OnlyFans ditches sex work ban in abrupt reversal — but creators remain wary
Less than a week after OnlyFans sent shock waves through the adult entertainment industry with an announcement that it would soon be banning pornography from its platform, the company has reversed course, saying it will continue to support explicit content.
“We have secured assurances necessary to support our diverse creator community and have suspended the planned October 1 policy change,” OnlyFans tweeted early Wednesday morning, referencing the date on which it had previously said it would begin banning sexually explicit content.
In a separate statement to The Times, a company spokesperson said the proposed policy changes “are no longer required due to banking partners’ assurances that OnlyFans can support all genres of creators.” On Tuesday, OnlyFans founder Tim Stokely told the Financial Times that the initial decision to ban porn had been forced by banks repeatedly flagging and rejecting wire transfers related to the platform’s payment of sex workers.
Mary Moody — co-chair of the grass-roots Adult Industry Laborers and Artists Assn. and a sex worker herself — attributed the reversal to “sex workers using their voices to speak out” and, in a statement, urged financial institutions to give sex worker-led organizations a seat at the table.
She also called on U.S. Rep. Maxine Waters (D-Los Angeles), chair of the House Financial Services Committee, and her own representative, Brad Sherman (D-Northridge), “to get involved on behalf of their constituents who would not have been able to afford rent before this ban was suspended.”
“With banks and credit card companies’ discrimination unmasked,” Moody said, “our representatives can’t ignore us any longer.”
Sex workers flock to internet platforms, seeking a safe place to earn a living, only to be kicked off. With OnlyFans banning them, many consider alternatives.
The now-reversed ban would have posed a serious financial and logistical crisis for the many sex workers who make their living on the platform, which allows them to circumvent porn studios and other intermediaries and sell explicit content directly to consumers, with OnlyFans taking a flat 20% cut of sales.
But they aren’t getting their hopes up yet.
“Creators, myself included, are still pretty skeptical especially at the use of the word ‘suspended,’” said Scarlett Bloom, a porn actor who was able to stop doing mainstream studio porn in Los Angeles after pivoting to OnlyFans. “I think everyone will keep earning on OnlyFans as long as we can, but there’s definitely a higher awareness that we need to be diversifying platforms.”
Bloom added via Twitter: “I’ve spent a lot of time transferring content over to AVN Stars and ManyVids and will continue to do so as well as look into the other member sites creators have been discussing.”
AVN Stars and ManyVids are among the OnlyFans competitors that sex workers said they might move to if OnlyFans did ban explicit content.
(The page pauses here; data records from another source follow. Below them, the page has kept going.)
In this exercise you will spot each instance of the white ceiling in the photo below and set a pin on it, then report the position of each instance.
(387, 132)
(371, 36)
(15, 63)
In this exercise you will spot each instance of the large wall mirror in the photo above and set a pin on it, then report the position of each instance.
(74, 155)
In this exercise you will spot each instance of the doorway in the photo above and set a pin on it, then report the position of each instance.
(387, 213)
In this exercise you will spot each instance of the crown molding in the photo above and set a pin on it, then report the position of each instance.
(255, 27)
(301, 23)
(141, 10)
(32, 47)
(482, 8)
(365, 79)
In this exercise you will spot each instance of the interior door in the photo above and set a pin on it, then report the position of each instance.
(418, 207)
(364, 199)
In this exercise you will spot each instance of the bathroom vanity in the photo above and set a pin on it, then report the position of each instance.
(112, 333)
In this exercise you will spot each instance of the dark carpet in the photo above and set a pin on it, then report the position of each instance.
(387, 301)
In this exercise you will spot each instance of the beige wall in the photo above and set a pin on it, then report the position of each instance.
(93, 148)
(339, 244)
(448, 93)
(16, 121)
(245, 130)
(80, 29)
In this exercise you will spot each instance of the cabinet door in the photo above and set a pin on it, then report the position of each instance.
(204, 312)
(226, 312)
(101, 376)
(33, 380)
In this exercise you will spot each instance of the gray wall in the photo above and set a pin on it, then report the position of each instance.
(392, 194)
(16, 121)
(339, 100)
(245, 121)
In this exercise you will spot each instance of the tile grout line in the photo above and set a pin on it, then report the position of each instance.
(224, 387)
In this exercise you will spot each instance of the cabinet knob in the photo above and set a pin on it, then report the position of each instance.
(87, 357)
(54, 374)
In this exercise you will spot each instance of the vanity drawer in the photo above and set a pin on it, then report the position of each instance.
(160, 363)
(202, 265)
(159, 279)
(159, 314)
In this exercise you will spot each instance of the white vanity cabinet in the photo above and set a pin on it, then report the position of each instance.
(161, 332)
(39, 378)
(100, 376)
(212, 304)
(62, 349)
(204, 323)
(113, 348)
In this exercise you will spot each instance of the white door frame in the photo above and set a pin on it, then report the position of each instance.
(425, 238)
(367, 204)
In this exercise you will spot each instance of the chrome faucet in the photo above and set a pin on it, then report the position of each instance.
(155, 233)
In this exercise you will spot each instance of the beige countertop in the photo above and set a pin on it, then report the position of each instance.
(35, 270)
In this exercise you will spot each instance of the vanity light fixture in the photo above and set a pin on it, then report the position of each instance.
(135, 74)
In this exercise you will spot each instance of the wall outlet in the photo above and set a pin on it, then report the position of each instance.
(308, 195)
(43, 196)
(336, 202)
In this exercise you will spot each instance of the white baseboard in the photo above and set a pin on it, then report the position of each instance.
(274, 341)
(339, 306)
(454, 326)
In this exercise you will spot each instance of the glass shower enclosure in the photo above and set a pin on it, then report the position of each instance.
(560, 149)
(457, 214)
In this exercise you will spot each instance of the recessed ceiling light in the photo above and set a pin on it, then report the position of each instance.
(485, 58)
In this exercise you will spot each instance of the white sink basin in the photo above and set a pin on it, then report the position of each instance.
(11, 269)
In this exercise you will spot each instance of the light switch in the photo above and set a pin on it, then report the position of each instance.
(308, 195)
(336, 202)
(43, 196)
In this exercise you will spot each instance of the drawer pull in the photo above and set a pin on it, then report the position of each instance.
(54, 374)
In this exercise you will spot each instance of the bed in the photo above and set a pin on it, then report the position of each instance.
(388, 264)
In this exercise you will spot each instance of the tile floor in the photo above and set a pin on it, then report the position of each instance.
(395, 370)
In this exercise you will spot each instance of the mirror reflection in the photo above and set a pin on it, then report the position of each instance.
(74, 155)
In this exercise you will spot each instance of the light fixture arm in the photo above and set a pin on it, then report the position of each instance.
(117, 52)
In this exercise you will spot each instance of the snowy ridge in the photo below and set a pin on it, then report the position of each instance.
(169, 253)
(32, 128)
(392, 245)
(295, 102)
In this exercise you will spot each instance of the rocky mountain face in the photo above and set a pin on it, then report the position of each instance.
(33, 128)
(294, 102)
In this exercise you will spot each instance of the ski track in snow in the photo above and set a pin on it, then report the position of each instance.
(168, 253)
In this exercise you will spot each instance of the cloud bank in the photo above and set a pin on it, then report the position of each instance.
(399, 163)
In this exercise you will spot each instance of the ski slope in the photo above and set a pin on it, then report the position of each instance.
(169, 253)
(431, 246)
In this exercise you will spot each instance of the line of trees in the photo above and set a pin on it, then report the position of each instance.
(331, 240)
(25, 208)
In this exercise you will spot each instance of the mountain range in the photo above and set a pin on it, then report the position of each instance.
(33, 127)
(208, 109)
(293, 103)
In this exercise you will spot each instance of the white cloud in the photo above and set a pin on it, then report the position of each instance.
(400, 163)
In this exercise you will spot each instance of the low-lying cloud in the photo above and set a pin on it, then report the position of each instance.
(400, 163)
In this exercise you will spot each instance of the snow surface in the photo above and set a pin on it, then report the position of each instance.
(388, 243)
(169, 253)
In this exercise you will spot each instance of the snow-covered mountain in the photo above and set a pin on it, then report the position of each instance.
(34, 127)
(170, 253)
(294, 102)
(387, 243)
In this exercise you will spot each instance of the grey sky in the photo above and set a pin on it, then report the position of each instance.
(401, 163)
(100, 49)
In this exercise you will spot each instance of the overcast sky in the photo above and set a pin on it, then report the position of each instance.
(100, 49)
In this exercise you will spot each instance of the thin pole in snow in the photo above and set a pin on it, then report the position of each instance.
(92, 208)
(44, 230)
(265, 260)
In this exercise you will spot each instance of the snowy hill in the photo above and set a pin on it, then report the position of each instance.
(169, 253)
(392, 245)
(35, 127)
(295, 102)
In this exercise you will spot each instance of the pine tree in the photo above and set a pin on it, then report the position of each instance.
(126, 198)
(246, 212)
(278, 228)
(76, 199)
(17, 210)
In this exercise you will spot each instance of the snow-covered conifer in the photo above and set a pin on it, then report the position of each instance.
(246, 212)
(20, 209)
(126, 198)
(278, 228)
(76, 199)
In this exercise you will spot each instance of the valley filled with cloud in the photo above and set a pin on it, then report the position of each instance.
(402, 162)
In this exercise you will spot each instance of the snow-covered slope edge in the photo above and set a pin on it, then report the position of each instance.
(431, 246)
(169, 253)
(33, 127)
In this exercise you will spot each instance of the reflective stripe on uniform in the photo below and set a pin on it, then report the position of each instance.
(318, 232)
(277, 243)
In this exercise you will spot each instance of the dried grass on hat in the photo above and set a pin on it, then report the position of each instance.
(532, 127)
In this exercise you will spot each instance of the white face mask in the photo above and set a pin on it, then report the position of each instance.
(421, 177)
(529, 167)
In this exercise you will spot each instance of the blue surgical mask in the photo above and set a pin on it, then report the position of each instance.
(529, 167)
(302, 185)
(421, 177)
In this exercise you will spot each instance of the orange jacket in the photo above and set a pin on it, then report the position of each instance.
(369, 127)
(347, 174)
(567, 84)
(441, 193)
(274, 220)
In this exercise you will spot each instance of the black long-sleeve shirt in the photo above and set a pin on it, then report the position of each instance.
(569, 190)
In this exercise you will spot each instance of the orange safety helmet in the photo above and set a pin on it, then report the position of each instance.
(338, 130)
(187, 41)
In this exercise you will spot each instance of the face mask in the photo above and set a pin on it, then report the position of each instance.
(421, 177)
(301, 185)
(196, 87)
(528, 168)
Dominic Ford, owner and founder of another competitor, JustFor.Fans, said in an emailed statement that “creators of adult content deserve a website and platform that wants their business and wants to help their community thrive and prosper. OnlyFans has shown it doesn’t care about the adult industry.”
“If they reverse course now,” Ford said, “who is to say they won’t reverse course in another 3 months?”
For OnlyFans critics, the return to business as usual raises a different problem. The National Center on Sexual Exploitation, an anti-porn group, said in a statement to The Times that OnlyFans “has chosen to continue its exploitation,” pointing to recent BBC reporting that suggests that the platform inconsistently removes child sex abuse content. (Sex workers have accused the group of using child abuse as an excuse to attack adult entertainment more broadly.)
But even amid all the uncertainty, OnlyFans’ decision to abandon its plans to ban explicit content is still a weight off the shoulders of many adult entertainers.
Savannah Skye, an Orange County sex worker who said she makes the bulk of her income on OnlyFans, said that although the company’s latest statement was vague, allowing porn to stay on the platform could “save a lot of lives and jobs right now.”